O ninho vazio (Conversas com Beth # 28)



Marcus Vinicius Batista

De todas as ausências que a lúpus pode provocar, confesso que dormir numa cama maior, sem que as medidas sejam alteradas, é a pior delas. O fato de eu e você nos vermos todos os dias não ameniza uma equação tão particular quanto dolorosa: não consigo me acostumar a dormir sozinho.

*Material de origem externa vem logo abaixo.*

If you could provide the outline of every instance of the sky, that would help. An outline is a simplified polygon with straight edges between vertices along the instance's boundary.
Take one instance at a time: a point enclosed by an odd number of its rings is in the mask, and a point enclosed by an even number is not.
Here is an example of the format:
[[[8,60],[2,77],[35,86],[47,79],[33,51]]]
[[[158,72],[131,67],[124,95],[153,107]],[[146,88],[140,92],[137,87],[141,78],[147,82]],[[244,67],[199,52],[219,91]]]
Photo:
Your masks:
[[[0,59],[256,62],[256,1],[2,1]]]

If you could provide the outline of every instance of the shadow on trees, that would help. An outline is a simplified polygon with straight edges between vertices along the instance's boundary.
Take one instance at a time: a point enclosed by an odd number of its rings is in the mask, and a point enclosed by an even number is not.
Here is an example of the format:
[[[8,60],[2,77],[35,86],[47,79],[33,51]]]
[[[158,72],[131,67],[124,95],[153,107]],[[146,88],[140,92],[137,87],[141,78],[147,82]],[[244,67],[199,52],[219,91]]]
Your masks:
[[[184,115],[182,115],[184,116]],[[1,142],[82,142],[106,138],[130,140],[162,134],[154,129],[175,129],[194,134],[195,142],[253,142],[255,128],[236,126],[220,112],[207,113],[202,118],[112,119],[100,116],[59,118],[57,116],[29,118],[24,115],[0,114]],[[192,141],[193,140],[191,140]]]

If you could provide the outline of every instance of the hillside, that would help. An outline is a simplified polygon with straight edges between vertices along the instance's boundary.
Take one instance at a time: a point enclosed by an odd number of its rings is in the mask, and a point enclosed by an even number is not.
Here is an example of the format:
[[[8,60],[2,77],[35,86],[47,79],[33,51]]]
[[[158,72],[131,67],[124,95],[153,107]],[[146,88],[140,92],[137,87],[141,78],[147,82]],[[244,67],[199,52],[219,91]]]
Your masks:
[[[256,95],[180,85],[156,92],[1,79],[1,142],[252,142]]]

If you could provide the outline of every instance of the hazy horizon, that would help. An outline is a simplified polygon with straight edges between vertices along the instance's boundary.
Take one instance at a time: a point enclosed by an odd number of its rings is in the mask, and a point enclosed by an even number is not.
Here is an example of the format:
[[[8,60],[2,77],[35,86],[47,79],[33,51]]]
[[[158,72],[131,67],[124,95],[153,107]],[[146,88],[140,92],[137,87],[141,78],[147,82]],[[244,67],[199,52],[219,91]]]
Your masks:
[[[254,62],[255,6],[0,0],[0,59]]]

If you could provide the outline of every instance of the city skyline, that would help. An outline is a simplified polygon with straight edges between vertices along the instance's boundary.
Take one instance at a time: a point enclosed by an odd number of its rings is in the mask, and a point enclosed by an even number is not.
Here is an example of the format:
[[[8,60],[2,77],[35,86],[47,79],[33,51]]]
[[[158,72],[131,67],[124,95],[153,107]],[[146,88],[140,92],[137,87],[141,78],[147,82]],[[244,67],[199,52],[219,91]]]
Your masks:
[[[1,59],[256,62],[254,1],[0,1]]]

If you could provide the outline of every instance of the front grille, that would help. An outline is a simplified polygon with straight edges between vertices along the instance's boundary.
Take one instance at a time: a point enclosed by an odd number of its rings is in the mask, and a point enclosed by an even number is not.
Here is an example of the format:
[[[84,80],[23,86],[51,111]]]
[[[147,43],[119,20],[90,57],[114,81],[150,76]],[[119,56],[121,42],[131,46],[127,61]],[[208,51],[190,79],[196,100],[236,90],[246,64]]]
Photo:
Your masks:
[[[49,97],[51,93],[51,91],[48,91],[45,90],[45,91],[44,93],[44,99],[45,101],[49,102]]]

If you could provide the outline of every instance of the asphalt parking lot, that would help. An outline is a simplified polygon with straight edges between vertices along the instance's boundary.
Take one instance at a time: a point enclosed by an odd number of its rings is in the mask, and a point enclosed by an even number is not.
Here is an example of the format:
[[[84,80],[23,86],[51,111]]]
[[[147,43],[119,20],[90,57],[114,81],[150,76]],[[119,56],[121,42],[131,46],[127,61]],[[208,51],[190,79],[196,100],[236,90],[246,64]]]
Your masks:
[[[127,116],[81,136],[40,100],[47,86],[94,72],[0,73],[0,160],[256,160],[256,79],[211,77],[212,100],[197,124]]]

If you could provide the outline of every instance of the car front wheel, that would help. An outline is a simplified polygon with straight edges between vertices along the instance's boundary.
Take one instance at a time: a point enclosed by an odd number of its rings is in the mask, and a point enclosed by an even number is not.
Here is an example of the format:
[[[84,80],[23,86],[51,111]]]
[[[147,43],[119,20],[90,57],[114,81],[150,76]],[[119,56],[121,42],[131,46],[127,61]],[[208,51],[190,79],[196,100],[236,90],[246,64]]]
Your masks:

Dormir sozinho ressuscita no primeiro, segundo, terceiro dias o momento em que o silêncio se faz vivo, grita para me lembrar que pensar não permite recusas. Ler vira batalha entre o texto que pula do papel contra o texto que resiste no fluxo de consciência. O segundo vence e, assim, vegeto pelo raciocínio do que é insolúvel por hora, que dói sem a alternativa de arrumar uma ocupação.

A casa - ainda bem - está preenchida pelas crianças que, acompanhadas da nossa sobrinha Rafaela nesta noite, ocupam com risadas todos os cômodos. A diversão delas entra na madrugada e adia o que me incomoda há um ano.

Vivo apoiado na fórmula de resolver sucessivas questões ou problemas. Sempre há algo a fazer, algo a planejar, solucionar. Mantenho-me em movimento, mas pouco concentrado. Meu espírito está no hospital 24 horas, em coincidência eventual com o corpo que aparece por lá todos os dias.

Tento compreender a dificuldade de sentir saudades de você ainda que tenha acabado de te ver. Convivo com a sensação de que te visitar é um intervalo de indulto na rotina do quarto de hospital. Sem liberdade, com interrupções. O momento atual é, obviamente, incomparável com a UTI de junho de 2015, mas tem o peso da memória, o medo da repetição, o pavor da falta.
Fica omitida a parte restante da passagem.